Kernels are compiled to Parallel Thread eXecution (PTX), a virtual Instruction Set Architecture (ISA) that is realized on NVIDIA GPUs [29]. This PTX representation is a RISC virtual machine similar to LLVM [24] that is amenable to classical compiler optimization. Based on CUDA, NVIDIA also distributes an open source template library–Thrust [5] which is very similar to the C++ Standard Template Library (STL) [32] library and provides high performance parallel primitives such as SET operations. While the current implementation is based on CUDA, the use of bulk synchronous parallel model permits relatively straightforward support for industry standard OpenCL [23].

3. SYSTEM OVERVIEW

The major software and hardware modules are described in the following.

3.1 Platform

The current non-accelerated software system executes on stock cloud platforms comprised of multicore blades, e.g., Amazon EC2 [2]. This paper targets such platforms accelerated by NVIDIA GPUs. Our current system compiles queries operating over a data partition (a work unit) and dispatches them for execution on the cores. The longer term vision is to extend this dispatch capability to use GPU accel-
operators in addition to host cores. This paper only deals with the GPU compilation of queries in the context of this execution model while a discussion of the impact of this capability in the larger system is provided in Section 5.

The results in this paper are reported for a standalone GPU implementation. The overall organization of Red Fox is illustrated in Figure 2. A LogiQL program is parsed and analyzed by the language front-end to produce an Internal Representation (IR) of the query plan that represents a plan of execution for a set of dependent and interrelated RA and arithmetic operators. The RA-Kernel compiler instantiates the query plan with executable CUDA implementations that are stored in the primitive library and converts it to the Kernel IR [12] which is serialized into the binary that is executed by the runtime.
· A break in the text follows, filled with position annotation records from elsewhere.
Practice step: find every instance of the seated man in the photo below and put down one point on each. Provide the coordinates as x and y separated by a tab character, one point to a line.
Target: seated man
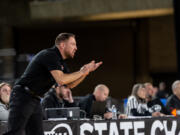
5	90
154	104
100	93
58	97
173	101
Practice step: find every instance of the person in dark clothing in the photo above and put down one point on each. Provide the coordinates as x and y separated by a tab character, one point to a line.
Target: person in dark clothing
57	97
46	68
137	104
154	104
162	92
173	102
100	93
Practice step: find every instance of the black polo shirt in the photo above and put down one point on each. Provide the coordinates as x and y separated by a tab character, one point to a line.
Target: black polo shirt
37	76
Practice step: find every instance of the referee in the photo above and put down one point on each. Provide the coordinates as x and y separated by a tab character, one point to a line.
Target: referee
46	68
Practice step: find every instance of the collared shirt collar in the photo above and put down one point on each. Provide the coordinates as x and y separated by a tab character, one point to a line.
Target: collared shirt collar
57	51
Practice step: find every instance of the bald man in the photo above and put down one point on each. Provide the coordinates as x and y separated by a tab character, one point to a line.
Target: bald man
173	102
101	93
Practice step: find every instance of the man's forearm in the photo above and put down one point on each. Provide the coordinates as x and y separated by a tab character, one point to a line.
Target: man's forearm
62	78
75	83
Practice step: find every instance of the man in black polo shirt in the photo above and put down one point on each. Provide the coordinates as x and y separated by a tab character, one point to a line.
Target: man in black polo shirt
46	68
173	102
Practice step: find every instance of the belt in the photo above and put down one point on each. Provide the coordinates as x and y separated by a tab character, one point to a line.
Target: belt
30	92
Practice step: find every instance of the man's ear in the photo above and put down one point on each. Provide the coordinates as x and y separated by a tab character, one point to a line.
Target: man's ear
62	45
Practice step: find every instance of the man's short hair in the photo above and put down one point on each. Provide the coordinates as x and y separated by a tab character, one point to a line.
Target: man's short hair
101	87
174	85
63	37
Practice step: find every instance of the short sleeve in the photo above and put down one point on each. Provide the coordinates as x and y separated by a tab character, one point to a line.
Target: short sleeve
51	61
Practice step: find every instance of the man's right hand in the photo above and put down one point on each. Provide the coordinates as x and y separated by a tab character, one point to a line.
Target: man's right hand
92	66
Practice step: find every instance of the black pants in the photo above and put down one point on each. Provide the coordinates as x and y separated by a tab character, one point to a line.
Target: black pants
25	114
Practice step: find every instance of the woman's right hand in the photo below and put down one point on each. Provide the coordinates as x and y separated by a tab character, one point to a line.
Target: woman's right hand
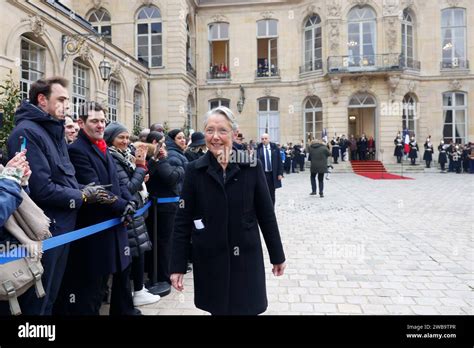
177	281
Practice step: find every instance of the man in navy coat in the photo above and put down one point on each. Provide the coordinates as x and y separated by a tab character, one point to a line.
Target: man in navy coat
95	257
270	157
53	186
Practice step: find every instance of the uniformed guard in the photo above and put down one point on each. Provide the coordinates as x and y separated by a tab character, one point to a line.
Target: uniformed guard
413	151
456	156
442	157
398	152
428	155
335	149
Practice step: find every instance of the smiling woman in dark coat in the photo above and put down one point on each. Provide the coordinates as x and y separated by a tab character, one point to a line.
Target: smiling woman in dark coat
224	202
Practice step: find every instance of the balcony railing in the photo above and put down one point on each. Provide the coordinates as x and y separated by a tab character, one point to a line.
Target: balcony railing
265	72
455	63
190	69
376	62
218	75
310	66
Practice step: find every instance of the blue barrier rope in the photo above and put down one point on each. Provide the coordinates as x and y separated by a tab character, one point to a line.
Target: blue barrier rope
69	237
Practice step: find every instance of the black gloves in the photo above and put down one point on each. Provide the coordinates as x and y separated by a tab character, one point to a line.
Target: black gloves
129	212
93	193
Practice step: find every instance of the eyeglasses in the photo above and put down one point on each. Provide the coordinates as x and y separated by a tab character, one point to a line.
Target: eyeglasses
221	132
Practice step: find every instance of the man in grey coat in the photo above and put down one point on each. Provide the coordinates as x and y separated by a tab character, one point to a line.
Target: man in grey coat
318	155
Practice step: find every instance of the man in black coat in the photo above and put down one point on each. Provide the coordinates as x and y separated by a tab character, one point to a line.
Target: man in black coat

The two IRs insulate the major components - the frontend, compiler and runtime. This is to support the longer term goal of easier migration to other language front-ends and GPU backends (e.g., OpenCL). Collectively, these components implement a complete compilation chain from a LogiQL source file to a GPU binary.

### 3.2 LogiQL Query

The abstractions and declarative nature of LogiQL enable the generation of high performance evaluation plans for LogiQL programs. A LogiQL program’s data flow is made explicit through the logical relations used to define data. Furthermore, well-defined properties associated with logical relations, such as commutativity and associativity of conjunctions, readily expose data parallelism in LogiQL programs. Lastly, the limited number of control operators (e.g., one sequencing operator, no unlimited recursion), makes it easy to construct a finite Data-Flow Graph (DFG) and CFG.

Listing 1 is a simple example of a LogiQL program that classifies even and odd numbers, which will be used throughout this paper. A LogiQL file contains a number of declarations (lines 1, 5, 10, and 14) stating the type of relations and definitions (lines 12 and 15) stating how they are computed. The definitions are also called Intensional DataBase (IDB) relations. For example, line 1 states that data type of number is 32-bit integer, and line 15 is a recursive definition which expresses that the next to an even is an odd. Line 2, 3, 6, 7, 11 are Extensional DataBase (EDB) relations that explicitly define what data is originally in variables (e.g. arithmetic, aggregation, and string) operators.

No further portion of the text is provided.